3. Your contribution to a "regular IRA" is tax deductible if you
are not a participant in your employer's qualified retirement plan. If you are
a participant in a qualified retirement plan, the deductibility of
contributions to regular IRAs is determined by your adjusted gross income.
For married couples filing a joint return the deduction is phased out at
income levels of $65,000 to $75,000 in 2004. For single filers, the phase out
is from $45,000 to $55,000.
4. Earnings on funds within an IRA are not subject to income tax as they
are earned. Tax deferral allows for the funds to accumulate faster. With a
"regular IRA" earnings are taxed when withdrawn from the IRA.
5. IRAs were established to be long-term retirement planning accounts. As
such, the IRS imposes a penalty tax of an additional 10% if funds are
distributed before reaching age 59 ½. There are a few exceptions to
this rule including a first time home purchase.

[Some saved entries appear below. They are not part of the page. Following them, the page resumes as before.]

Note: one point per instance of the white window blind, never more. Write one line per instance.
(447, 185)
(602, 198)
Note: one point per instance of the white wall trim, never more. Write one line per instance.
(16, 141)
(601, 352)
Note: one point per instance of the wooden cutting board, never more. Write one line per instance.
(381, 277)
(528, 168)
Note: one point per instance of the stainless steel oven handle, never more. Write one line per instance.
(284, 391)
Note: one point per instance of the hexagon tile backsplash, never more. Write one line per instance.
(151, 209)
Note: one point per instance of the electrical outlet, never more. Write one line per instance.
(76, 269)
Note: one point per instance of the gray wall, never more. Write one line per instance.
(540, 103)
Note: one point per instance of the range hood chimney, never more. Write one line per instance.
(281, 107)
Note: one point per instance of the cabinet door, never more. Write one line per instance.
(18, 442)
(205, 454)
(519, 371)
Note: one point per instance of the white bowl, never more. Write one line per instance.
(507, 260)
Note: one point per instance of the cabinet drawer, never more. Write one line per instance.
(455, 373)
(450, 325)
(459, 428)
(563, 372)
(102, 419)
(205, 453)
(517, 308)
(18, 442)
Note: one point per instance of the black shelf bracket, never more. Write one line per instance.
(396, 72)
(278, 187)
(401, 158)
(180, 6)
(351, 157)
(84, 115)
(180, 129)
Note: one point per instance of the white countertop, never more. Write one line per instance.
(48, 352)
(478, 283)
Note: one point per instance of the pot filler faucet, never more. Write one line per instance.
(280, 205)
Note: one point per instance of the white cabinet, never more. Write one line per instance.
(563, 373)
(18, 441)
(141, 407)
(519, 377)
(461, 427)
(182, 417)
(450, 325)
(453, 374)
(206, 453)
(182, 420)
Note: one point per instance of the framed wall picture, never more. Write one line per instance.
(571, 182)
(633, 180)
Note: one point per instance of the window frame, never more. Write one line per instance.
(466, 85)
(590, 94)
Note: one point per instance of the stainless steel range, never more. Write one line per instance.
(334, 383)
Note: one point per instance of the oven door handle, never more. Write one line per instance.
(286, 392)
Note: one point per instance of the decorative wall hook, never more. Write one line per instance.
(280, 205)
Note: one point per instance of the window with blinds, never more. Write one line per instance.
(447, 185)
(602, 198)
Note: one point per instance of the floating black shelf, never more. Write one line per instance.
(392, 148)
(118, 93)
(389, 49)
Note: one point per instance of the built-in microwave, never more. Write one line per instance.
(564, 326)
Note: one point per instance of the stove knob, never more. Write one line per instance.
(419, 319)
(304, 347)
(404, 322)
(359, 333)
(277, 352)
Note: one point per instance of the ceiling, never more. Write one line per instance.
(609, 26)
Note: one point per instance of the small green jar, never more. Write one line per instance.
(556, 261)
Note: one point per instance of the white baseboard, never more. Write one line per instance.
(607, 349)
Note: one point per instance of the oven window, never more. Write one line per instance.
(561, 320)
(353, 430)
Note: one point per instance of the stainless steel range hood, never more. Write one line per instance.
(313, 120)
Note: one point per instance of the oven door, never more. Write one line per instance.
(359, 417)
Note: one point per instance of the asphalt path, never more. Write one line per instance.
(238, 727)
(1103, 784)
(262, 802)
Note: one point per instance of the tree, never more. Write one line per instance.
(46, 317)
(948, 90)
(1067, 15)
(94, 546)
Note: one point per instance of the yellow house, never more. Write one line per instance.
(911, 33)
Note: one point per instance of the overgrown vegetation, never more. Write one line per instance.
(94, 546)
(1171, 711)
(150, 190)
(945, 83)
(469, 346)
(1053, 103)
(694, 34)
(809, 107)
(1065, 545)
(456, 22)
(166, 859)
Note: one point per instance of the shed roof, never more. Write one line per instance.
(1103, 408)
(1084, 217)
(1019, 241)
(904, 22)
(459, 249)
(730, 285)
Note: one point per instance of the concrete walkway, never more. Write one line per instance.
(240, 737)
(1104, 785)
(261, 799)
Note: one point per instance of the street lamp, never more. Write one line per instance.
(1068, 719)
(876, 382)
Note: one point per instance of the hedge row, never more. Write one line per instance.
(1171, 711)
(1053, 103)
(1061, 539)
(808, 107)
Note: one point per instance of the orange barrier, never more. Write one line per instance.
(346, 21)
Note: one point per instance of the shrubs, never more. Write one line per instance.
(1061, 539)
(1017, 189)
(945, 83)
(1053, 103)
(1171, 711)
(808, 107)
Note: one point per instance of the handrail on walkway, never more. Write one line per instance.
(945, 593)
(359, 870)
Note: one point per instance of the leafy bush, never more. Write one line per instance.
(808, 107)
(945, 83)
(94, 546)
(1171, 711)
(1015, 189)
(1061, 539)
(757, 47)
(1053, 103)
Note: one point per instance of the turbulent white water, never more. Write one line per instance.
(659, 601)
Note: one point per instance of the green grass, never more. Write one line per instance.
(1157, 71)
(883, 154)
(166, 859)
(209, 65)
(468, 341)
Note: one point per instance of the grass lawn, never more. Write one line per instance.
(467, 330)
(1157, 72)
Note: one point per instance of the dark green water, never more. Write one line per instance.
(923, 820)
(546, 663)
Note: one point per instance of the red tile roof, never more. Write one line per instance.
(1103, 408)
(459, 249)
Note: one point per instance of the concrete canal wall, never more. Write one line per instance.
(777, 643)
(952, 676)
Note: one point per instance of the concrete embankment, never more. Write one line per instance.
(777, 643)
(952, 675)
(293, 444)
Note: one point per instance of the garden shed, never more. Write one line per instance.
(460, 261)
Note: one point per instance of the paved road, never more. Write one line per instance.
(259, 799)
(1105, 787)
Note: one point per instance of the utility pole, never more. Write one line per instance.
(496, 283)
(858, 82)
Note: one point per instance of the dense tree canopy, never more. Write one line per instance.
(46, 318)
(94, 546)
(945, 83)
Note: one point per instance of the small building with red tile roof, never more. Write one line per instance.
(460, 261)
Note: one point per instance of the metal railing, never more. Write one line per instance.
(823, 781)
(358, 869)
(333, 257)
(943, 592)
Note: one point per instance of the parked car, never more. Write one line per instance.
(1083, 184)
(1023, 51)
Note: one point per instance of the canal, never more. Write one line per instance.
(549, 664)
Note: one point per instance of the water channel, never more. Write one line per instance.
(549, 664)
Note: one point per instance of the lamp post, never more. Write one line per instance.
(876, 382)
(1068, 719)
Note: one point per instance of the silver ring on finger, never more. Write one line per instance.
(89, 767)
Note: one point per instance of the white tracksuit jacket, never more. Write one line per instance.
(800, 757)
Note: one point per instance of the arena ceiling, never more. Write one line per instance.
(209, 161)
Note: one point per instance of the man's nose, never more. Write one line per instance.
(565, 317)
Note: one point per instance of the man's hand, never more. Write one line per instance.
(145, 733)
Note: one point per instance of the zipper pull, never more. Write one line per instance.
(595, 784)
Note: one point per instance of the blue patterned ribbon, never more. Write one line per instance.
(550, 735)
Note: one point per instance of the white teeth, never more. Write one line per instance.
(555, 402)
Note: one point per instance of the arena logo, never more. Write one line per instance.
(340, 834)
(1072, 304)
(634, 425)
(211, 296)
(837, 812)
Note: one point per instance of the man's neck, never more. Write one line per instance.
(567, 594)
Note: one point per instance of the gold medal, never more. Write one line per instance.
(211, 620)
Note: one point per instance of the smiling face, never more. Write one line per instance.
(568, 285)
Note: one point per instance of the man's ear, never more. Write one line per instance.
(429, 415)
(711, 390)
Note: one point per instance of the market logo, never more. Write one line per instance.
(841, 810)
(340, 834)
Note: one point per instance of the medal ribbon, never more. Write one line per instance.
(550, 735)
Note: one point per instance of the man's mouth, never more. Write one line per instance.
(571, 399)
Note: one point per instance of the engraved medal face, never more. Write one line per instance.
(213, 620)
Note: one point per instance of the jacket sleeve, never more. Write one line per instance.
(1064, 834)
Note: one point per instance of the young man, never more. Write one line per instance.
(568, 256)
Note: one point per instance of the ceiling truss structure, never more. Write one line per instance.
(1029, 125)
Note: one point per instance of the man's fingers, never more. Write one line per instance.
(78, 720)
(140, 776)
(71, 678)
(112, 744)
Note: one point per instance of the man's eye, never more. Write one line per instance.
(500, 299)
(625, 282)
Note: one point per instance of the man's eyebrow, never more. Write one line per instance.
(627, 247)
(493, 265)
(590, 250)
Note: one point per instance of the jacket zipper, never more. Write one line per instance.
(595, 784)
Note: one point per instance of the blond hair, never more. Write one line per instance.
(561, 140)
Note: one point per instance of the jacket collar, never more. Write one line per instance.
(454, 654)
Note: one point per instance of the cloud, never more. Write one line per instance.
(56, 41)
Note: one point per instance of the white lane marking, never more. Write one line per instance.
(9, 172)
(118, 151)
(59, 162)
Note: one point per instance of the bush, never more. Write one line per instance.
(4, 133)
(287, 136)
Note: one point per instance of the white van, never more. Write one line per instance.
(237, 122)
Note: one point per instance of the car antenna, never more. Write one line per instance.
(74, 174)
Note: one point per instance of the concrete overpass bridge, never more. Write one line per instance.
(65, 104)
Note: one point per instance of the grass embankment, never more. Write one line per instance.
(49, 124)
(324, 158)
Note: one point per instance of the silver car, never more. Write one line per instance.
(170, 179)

6. If you have established IRAs at different institutions over the years,
you can consolidate them into one account to make it easier to keep track of
your funds. If done properly, there are no income tax consequences to this
consolidation.
7. IRAs can serve as the account to receive a distribution from your
employer's qualified plan when you change employers or retire. Tax deferral
is maintained and you may have additional investment flexibility.
8. You must begin taking distributions from a regular IRA at age 70
½.
Roth IRAs
A few years ago, a new type of IRA was created that has become an
attractive alternative to the "regular IRA." This new "Roth
IRA" (named after the Delaware senator) has the same $3,000 annual
contribution limit for 2003 and 2004 and the same tax deferral benefits on
earnings within the IRA. Similar to regular IRAs, catch-up contributions are
allowed.
The biggest differences are that the contributions are not tax deductible
and that distributions are not subject to income tax. The other large
difference is that there are some income limits for Roth IRAs. Single filers
can make full contributions if their income is below $95,000 and joint filers
can make full contributions if their incomes are below $150,000. Partial
contributions are allowed up for single and joint filers up to $110,000 and
$160,000 respectively. Contributions are not allowed for those with incomes
above those amounts.
When comparing regular and Roth IRAs, the trade-off is usually whether the
loss of deductibility on current contributions is worth the benefit of never
having to pay income taxes on the future earnings of the funds within the
IRA. Roth IRAs also provide more distribution flexibility. For many, the Roth
IRA can result in superior long-term benefits.
Some General Guidelines
1. If you can afford it, contributions to both an IRA and a 401(k) plan can
help you accumulate funds faster. If you can only do one, probably the 401(k)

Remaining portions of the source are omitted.